姪は器量がよく、どの縁談相手も最初は縁談に乗り気なのだが、最終的にはどの縁談もまとまらない。
理由は簡単だった。姪が被爆しているかどうかという事情が破談させている原因だった。
閑間は、姪が被爆していないことを縁談相手に証明するために、当時の日記をひもとくのだが、皮肉にも彼女は原爆直後の黒い雨を浴びていることが判明する。
着目点
この作品は、声高に反戦を訴えるわけでもなく、声を荒げて原爆の悲惨さを訴えているわけでもない。
ただ、淡々と原爆の非人間性を冷静な筆致で告発しているのである。
しかし、その冷静さの裏側にはもちろん深い憤りがあることはもちろんである。
ポイント
黒い雨は戦争ものであるし、夏休みの読書感想文のための本としては適していると思われる。

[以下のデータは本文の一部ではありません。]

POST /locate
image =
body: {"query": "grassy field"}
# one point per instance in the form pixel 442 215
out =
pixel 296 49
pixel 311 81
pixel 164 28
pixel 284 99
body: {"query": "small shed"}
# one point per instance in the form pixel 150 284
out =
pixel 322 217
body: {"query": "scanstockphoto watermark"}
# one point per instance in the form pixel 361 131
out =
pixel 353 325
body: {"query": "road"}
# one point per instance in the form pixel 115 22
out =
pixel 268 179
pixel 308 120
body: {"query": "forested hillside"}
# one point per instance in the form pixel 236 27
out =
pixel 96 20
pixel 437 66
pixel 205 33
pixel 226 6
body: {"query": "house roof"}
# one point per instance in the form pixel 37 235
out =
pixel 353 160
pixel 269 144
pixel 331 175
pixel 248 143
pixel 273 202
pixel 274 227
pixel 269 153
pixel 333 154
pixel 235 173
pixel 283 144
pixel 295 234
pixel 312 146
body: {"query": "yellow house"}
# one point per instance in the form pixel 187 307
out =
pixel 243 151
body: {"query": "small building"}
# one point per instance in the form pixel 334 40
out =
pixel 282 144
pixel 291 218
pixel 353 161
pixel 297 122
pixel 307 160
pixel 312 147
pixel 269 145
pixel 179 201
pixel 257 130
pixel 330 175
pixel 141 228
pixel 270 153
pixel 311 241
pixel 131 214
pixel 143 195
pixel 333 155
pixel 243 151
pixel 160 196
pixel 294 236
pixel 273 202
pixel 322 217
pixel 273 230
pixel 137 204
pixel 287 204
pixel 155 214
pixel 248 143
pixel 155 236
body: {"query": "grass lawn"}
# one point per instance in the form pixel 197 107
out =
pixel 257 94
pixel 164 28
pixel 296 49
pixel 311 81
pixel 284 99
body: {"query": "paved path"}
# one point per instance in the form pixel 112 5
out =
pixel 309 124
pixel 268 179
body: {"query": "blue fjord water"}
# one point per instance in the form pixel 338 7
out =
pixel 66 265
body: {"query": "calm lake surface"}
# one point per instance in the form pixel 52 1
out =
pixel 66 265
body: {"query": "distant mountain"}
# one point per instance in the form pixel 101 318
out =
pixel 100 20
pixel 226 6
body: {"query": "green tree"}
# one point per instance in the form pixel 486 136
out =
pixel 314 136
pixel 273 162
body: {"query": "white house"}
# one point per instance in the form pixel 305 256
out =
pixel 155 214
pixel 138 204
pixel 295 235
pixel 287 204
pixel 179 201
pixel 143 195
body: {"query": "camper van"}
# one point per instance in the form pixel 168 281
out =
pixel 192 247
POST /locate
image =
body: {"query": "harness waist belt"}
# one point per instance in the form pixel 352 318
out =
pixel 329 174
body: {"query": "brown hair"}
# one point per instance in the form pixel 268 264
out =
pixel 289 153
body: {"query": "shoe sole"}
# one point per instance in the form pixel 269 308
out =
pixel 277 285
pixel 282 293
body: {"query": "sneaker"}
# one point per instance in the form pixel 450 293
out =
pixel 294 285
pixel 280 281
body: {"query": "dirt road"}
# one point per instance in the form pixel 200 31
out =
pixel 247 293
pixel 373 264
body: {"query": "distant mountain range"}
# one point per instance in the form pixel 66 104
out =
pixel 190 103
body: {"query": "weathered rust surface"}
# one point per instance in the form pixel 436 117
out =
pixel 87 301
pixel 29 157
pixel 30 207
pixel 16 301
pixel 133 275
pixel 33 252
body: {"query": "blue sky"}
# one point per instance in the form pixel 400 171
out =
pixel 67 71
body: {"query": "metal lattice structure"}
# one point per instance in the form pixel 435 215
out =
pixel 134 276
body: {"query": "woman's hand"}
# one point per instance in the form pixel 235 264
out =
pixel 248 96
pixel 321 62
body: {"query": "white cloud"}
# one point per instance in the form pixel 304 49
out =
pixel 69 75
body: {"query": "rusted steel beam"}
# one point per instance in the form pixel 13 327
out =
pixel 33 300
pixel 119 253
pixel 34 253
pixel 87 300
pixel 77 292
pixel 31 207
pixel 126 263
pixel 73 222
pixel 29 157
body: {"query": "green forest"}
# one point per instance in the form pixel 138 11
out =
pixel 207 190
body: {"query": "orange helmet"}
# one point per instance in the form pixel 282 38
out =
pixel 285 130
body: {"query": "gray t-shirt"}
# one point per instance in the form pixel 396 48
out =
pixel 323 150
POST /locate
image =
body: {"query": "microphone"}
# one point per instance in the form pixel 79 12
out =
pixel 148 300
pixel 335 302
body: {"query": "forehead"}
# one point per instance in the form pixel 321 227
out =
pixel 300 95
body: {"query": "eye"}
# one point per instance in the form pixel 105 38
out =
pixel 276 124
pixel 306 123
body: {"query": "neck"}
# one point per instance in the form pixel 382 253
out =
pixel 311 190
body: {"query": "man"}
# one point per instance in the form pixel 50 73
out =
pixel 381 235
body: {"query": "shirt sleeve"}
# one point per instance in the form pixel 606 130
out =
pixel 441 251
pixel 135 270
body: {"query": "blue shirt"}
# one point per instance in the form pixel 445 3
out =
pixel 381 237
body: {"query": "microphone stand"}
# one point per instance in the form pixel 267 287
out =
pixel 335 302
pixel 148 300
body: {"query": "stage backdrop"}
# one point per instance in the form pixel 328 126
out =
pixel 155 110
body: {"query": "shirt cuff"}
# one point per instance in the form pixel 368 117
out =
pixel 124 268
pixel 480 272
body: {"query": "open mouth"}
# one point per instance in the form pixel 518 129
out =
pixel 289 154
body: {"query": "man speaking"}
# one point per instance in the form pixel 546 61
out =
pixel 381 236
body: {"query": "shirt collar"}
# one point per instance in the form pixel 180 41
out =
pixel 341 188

ただ、夏=戦争という単純な思考回路で高得点を狙おうとしてもむずかしい。
その辺りをねらってくることは教師にも分かっているのだ。
問題は、この「黒い雨」の冷静な文章から、読者が作者の言いたいことをどれだけ汲み取れるかである。
それに共感するか否かはまた別問題であるので、その点は読者各々が原爆や戦争というものにどんな価値観をもち、スタンスを取っているかということが問題となるだろう。
単に「……だから、戦争はいけないと思います」というような終わり方なら、小学生でも書けるからである。